On Altivec, which on all targets is apparently big endian, you would think you
would want to shift elements left (lower addresses, more significant)
in order to
align them.

Instead we shift right (higher addresses / less significant) the
negative amount to
be able to get the behavior the hook wants:
0 --> 0   (get more significant vector)
1 --> 15
2 --> 14
...
15 --> 1

This works because Altivec can shift either way arbitrarily.

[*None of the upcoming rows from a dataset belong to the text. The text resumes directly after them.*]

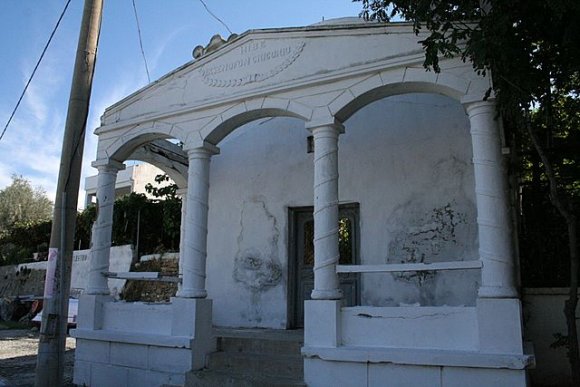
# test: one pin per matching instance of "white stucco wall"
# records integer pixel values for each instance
(405, 159)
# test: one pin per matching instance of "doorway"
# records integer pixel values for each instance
(301, 259)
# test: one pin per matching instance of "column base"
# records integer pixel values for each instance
(497, 292)
(500, 325)
(322, 323)
(90, 313)
(332, 294)
(193, 318)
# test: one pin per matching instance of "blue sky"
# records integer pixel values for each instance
(170, 30)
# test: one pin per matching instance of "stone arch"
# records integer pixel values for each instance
(127, 143)
(168, 157)
(403, 81)
(251, 110)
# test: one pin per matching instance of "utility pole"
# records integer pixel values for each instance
(50, 363)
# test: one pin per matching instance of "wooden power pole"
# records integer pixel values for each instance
(50, 363)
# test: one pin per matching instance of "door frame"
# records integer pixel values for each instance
(292, 291)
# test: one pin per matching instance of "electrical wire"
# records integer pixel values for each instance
(141, 41)
(34, 71)
(215, 17)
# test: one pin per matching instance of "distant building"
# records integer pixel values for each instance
(132, 179)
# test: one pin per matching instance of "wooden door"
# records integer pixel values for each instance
(302, 259)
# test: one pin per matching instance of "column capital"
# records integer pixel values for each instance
(204, 148)
(325, 124)
(108, 165)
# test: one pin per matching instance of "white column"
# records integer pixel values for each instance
(491, 194)
(182, 193)
(103, 227)
(194, 245)
(326, 253)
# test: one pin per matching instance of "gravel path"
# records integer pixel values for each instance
(18, 349)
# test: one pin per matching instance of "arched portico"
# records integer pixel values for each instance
(297, 73)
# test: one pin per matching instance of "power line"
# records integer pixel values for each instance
(215, 17)
(35, 68)
(141, 42)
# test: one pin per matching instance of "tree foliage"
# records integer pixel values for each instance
(532, 50)
(21, 205)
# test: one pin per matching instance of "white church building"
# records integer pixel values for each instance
(354, 200)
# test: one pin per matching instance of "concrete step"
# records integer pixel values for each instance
(253, 358)
(250, 345)
(291, 366)
(213, 378)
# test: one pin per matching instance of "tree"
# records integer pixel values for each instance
(532, 49)
(21, 205)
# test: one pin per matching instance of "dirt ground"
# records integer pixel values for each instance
(18, 349)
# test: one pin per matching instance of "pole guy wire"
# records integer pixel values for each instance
(141, 41)
(34, 71)
(215, 17)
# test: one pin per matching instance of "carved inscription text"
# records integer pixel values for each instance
(255, 61)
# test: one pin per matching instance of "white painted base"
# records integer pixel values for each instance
(136, 344)
(415, 346)
(324, 373)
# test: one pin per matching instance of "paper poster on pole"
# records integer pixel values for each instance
(50, 281)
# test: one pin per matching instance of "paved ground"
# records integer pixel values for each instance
(18, 349)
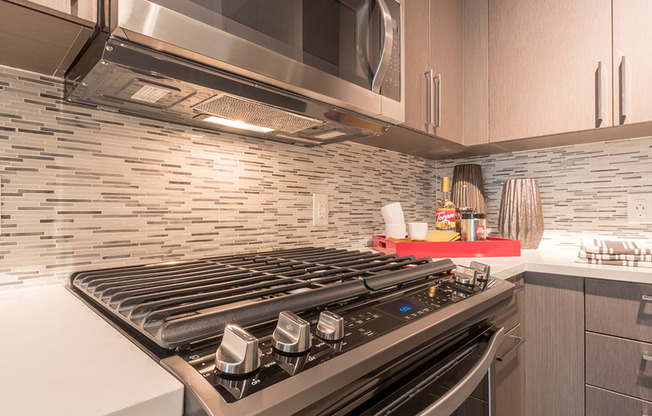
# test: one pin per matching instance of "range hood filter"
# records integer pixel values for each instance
(257, 114)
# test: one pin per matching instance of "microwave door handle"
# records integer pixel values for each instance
(456, 395)
(387, 46)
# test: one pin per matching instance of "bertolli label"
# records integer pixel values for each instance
(445, 220)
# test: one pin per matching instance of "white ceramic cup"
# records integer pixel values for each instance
(418, 230)
(395, 230)
(393, 213)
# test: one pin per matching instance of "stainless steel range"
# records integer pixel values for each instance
(310, 330)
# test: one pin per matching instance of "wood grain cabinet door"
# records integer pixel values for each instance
(447, 63)
(434, 74)
(632, 61)
(543, 67)
(417, 41)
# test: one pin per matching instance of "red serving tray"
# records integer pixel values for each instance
(491, 247)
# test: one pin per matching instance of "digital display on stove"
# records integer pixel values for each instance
(398, 307)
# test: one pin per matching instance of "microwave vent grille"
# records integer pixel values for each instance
(251, 112)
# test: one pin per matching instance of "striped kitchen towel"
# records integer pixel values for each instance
(615, 253)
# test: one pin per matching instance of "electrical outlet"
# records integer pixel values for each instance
(319, 209)
(639, 208)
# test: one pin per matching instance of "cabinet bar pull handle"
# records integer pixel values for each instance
(519, 341)
(599, 107)
(624, 64)
(438, 78)
(430, 85)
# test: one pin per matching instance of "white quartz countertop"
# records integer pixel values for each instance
(555, 259)
(58, 357)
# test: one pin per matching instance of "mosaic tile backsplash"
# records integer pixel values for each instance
(583, 187)
(82, 188)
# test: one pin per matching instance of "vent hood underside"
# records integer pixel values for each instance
(139, 81)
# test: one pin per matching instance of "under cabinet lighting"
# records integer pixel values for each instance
(237, 124)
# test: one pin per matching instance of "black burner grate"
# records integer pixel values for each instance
(174, 304)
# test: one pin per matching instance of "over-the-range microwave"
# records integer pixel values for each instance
(302, 71)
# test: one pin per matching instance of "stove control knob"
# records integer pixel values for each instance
(330, 326)
(292, 334)
(238, 353)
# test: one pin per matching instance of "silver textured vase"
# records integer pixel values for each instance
(521, 214)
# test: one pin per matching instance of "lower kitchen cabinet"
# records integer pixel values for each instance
(618, 348)
(554, 357)
(510, 374)
(600, 402)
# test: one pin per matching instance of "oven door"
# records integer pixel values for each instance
(454, 377)
(338, 51)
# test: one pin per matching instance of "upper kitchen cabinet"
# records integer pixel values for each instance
(44, 36)
(550, 66)
(83, 9)
(434, 67)
(632, 61)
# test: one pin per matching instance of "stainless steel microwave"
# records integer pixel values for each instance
(309, 71)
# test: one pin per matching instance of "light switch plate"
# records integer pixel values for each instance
(319, 209)
(639, 208)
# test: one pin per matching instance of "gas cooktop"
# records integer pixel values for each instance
(246, 323)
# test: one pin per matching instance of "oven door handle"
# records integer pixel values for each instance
(455, 396)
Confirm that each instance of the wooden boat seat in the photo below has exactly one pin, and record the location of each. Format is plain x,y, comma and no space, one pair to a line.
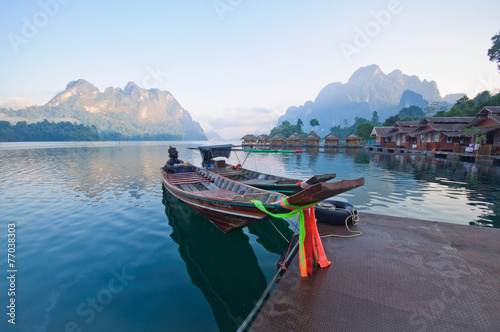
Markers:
221,193
257,181
187,178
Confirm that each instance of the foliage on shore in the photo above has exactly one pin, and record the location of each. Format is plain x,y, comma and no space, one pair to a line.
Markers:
46,131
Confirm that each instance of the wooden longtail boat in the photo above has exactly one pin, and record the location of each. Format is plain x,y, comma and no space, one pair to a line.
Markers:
228,203
257,179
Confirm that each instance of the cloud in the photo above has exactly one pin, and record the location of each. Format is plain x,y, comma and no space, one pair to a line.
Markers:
235,123
18,103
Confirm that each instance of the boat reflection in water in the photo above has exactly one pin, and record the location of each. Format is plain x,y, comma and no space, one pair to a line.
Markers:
223,266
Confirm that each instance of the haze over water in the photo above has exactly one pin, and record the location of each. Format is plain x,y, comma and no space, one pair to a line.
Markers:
93,224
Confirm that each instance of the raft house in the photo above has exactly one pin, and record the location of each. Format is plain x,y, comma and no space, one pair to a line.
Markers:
444,137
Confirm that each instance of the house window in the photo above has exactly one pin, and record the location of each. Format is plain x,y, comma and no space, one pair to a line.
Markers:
435,136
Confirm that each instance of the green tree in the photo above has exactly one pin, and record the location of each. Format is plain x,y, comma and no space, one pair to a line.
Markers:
314,123
364,130
375,119
411,113
390,121
435,107
494,51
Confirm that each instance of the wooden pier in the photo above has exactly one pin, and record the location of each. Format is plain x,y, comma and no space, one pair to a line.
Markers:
401,275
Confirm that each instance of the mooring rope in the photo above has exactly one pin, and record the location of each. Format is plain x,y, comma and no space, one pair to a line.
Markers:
355,218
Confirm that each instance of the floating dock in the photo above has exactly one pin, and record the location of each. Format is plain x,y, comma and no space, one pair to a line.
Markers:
401,275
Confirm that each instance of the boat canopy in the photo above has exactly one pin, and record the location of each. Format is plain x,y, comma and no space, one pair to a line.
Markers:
210,152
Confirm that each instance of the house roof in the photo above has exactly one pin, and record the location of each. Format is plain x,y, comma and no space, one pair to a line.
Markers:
294,137
448,119
313,136
478,120
331,137
353,136
381,131
493,110
406,123
278,136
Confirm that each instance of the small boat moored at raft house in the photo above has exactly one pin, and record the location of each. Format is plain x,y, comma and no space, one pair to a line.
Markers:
229,204
253,178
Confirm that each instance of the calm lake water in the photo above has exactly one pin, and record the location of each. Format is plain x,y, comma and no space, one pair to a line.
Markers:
101,247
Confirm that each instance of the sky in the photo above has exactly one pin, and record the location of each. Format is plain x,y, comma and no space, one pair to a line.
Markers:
237,65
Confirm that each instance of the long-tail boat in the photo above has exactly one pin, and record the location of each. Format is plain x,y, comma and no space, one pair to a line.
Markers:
228,203
253,178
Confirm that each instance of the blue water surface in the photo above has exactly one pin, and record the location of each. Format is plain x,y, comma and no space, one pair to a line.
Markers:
101,247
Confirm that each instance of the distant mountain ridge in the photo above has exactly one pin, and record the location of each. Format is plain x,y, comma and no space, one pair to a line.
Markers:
132,112
367,90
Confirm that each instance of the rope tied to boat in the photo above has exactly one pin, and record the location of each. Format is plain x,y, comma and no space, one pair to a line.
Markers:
309,239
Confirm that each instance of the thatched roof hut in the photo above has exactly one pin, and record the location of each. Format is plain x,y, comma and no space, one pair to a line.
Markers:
331,139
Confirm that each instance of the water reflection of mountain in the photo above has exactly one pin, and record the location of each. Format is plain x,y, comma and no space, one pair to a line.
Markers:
480,183
223,266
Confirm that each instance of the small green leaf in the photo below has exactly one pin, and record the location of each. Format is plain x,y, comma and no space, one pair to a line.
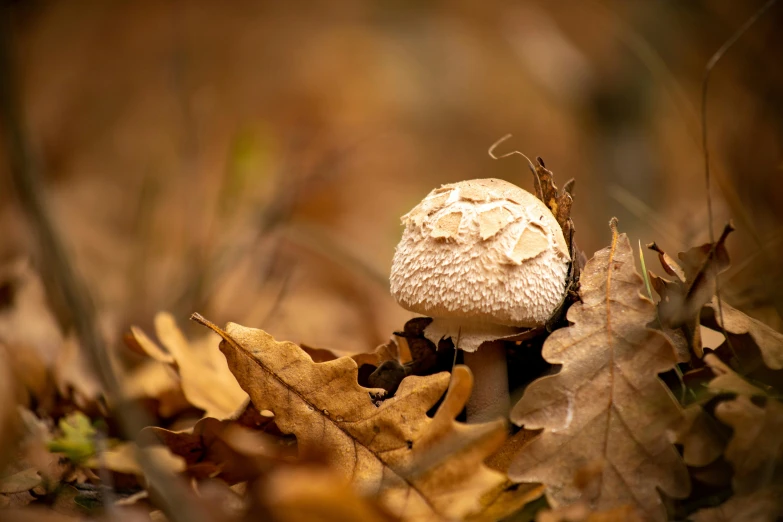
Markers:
77,440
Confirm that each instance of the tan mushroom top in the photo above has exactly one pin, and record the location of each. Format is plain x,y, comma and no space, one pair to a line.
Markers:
481,252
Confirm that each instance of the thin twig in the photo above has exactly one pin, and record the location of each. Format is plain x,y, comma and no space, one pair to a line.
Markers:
713,61
176,503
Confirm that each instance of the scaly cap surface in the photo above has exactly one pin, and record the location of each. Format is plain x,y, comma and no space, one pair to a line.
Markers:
482,251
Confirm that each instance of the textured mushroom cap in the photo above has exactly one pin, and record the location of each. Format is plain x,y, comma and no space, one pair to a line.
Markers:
482,251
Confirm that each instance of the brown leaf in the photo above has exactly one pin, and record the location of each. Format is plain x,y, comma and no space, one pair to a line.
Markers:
682,299
727,380
765,505
9,418
768,341
123,459
207,453
423,468
509,497
700,436
75,377
20,481
295,494
755,450
606,408
580,512
206,380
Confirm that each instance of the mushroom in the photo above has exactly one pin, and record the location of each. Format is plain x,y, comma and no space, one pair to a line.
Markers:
482,258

But on WMMX, which is little endian only, we only have an instruction
to shift towards
lower addresses.  This is of course the behavior you would expect on
first glance; to
obtain an aligned vector you:
  and r_floor,r,#-8
  wldrd wr0,[r_floor]
  wldrd wr1,[r_floor+#8]
  walignr w2,w0,w1,r      /* The "r" in the mnemonic is for "register" */

There is no align going the other way, because it would be strange,
and (seemingly
for the architects I guess) unnecessary if you are only ever little endian.

Indeed, in your paper (grin) "Multi-platform Auto-vectorization" you

       define the functionality of realign load in terms of mis - the
misalignment
       of the address (i.e., address&(VS)), as follows: The last
VS-mis bytes of
       vector vec1 are concatenated to the first mis bytes of the vector vec2.

This is what the walign instruction does, but it's not quite what we
ended up with in GCC.
In the case that mis is 0, the GCC hook wants to end up with vec2, not vec1.

So for architectures that can align both ways, the current method is
fine, but if the
architecture is designed for one endian only we are going to have
trouble exploiting
the alignment feature.

Thanks,

   Erich

--
Why are ``tolerant'' people so intolerant of intolerant people?